Diğer yandan daha fazla yenilenebilir enerji entegrasyonu için sisteme esneklik sağlayan enerji depolama teknolojilerinin piyasa mekanizmalarıyla desteklenmesi tavsiye ediliyor. Çoğunlukla küçük çaplı ve çatı üstü güneş enerjisi uygulamalarından oluşan dağıtık yenilenebilir enerji tesislerine uygun finansman ve iş modellerinin geliştirilmesi ise yenilenebilir enerji yatırımları teşvik mekanizmalarını tamamlayabilir.

ENERJİ VERİMLİLİĞİ YENİLENEBİLİR ENERJİYLE DESTEKLENMELİ

Çalışmanın sonuçlarına göre, enerji hedeflerini tek tek hayata geçirmeye çalışmaktansa farklı hedeflerin bir arada değerlendirildiği bütüncül bir yaklaşım izlenmeli. Bu yaklaşımla yenilenebilir enerji kaynaklarının potansiyelinin tümüyle değerlendirilmesi enerji ithalatını azaltacak, arz güvenliğini artıracak, hava kalitesini yükseltecek, küresel iklim değişikliğinin önlenmesine katkıda bulunacak ve ekonomi açısından da önemli faydalar sağlayacak.
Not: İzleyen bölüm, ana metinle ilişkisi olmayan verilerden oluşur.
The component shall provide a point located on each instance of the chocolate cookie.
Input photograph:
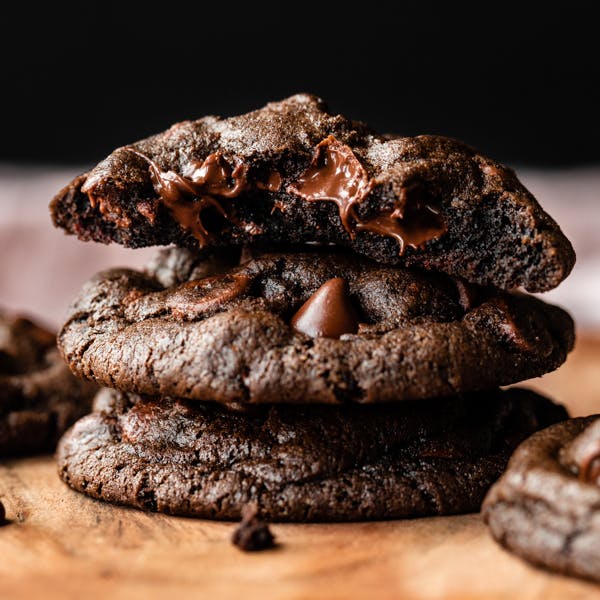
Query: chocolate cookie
(312, 327)
(546, 507)
(300, 463)
(292, 172)
(39, 397)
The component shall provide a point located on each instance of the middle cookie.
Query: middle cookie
(311, 327)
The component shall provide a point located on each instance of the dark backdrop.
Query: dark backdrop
(521, 84)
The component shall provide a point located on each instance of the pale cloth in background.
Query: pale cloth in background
(41, 269)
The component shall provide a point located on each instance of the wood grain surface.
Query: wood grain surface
(60, 544)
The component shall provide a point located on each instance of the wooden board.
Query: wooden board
(60, 544)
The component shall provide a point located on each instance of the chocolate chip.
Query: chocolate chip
(252, 534)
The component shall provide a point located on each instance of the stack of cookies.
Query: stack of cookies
(328, 335)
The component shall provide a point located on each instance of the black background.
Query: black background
(521, 84)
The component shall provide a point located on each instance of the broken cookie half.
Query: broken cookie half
(293, 173)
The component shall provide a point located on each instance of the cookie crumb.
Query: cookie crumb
(252, 534)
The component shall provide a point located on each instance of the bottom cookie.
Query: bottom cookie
(300, 463)
(546, 507)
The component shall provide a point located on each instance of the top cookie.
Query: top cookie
(292, 172)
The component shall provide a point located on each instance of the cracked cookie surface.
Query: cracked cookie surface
(292, 172)
(214, 330)
(299, 463)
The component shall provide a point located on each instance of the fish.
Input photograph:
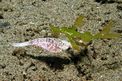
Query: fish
(54, 45)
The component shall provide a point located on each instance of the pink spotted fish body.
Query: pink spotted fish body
(54, 45)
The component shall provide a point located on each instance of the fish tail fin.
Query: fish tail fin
(23, 44)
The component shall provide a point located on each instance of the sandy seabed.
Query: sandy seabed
(23, 20)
Raporda, çok yönlü avantajları olan ve maliyet etkin sonuç sağlayan enerji verimliliğinin artırılmasının yakın dönemde zaruri olacağına dikkat çekiliyor. Ancak tek başına enerji verimliliği Türkiye’nin enerji hedeflerine ulaşması için yeterli değil; enerji verimliliğini artırmaya yönelik politikalar, yenilenebilir enerjiyi teşvik edici ve çevreci politikalarla desteklenmeli.

Çalışmanın senaryoları arasında karbon maliyetlendirme mekanizmasının kurulması da yer alıyor. Senaryoya göre, düşük verimli kömür santralleri artan maliyetleri nedeniyle arz talep eğrisi dışında kalırken elektrik üretiminden kaynaklı sera gazı salımı azalıyor. Fakat salımlarda düşüş beraberinde spot elektrik fiyatlarında nispeten artış getirecek. Ancak karbon maliyetlendirme mekanizması yenilenebilir enerji politika araçlarıyla birlikte kullanıldığında ithalat maliyetleri ve spot elektrik piyasa fiyatlarının düştüğü dengeli bir yaklaşım ortaya koyulabilir.